Oberto cowling construction
Work continues on the 1/10th scale Oberto, with the addition of the top decking. The center section of the deck will be removable and taped down for racing.
I have started to build up the cowling. I am building it over the taped down center section to that the proper curvature of the deck is maintained.
Right now the entire hull with the wood work nearly complete weighs in at 2lb 3 oz. I am hoping that the overall boat when ready to race will come in between 5.5lbs to 6lbs. That would be a more than a pound lighter than the 7-11.
Update: The cowl is nearly done - just some sanding and work on the fillet at the bottom of the cowl to finish. The nose piece is also on so that pretty much completes all of the wood work. There will be some scale detail work to do in order to make the driver cockpit a bit more realistic, but I like the basic shapes. With the wood working finished the boat weighs 2lb 7oz., which is ok I think. The next item on the build list will be to do some fiberglass work on the sponsons and deck joints for a bit more strength.
The scale driver is on order - a 1/10th scale 70's era driver from Hansen racing along with their Merlin exhaust stacks. The plan for decals is to get a set of scale decals from Wesley's Custom Graphics.
For power I hope that the new Proboat and Aquacraft 1800Kv motors get approved for use in 1/10th scale at the PSFE winter meeting.

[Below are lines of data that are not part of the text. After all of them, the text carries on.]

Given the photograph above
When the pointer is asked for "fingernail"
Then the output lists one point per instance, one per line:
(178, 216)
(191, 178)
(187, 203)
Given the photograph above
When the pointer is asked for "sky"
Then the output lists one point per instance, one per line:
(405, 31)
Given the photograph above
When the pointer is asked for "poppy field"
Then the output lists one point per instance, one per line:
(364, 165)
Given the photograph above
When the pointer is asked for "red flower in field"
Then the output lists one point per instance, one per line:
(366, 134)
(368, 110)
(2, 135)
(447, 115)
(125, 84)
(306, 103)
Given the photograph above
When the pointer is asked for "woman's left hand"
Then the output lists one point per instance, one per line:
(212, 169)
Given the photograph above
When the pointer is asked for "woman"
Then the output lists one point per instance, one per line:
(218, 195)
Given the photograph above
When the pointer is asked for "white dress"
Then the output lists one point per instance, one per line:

If so then I think that one of those will be a good motor for this boat.
Just as a test I put a motor, rudder, strut, receiver, turn fin, 5000 mah batteries and everything else into the Oberto hull and weighed it.... 5lbs 1oz. Sweet. Obviously paint and some fiberglass are going to increase the final weight but with any luck we should stay under 5 1/2 pounds. That would be outstanding and almost 2 lbs lighter than the 7-11 and easily a pound lighter than the 1990 Oberto.
I also really like how the 82 Oberto has the main hull going up to about 7 inches behind the front tip of the sponsons, and there is a ton of room in the hull for moving the batteries around. With the 7-11 the batteries are 10" behind the sponsons and the 1990 Oberto has the batteries about 12" behind the sponson tips. That forward positioning and range of motion should really help with getting the CG right. Then if you consider that the boat does not have a rear tail - which is just more dead weight at the back of the boat, we have another little boost to getting the CG right.
So a little test: I put the hardware in the boat at the approximate locations where it would install. With the batteries at the nose the balance point was about 1 .5" behind the sponson. Moving the batteries back toward the motor changed the balance point to 2 1/2" behind the sponson. That is a nice adjustment range and would seem to be right at the sweet spot for balance. No extra nose weight required.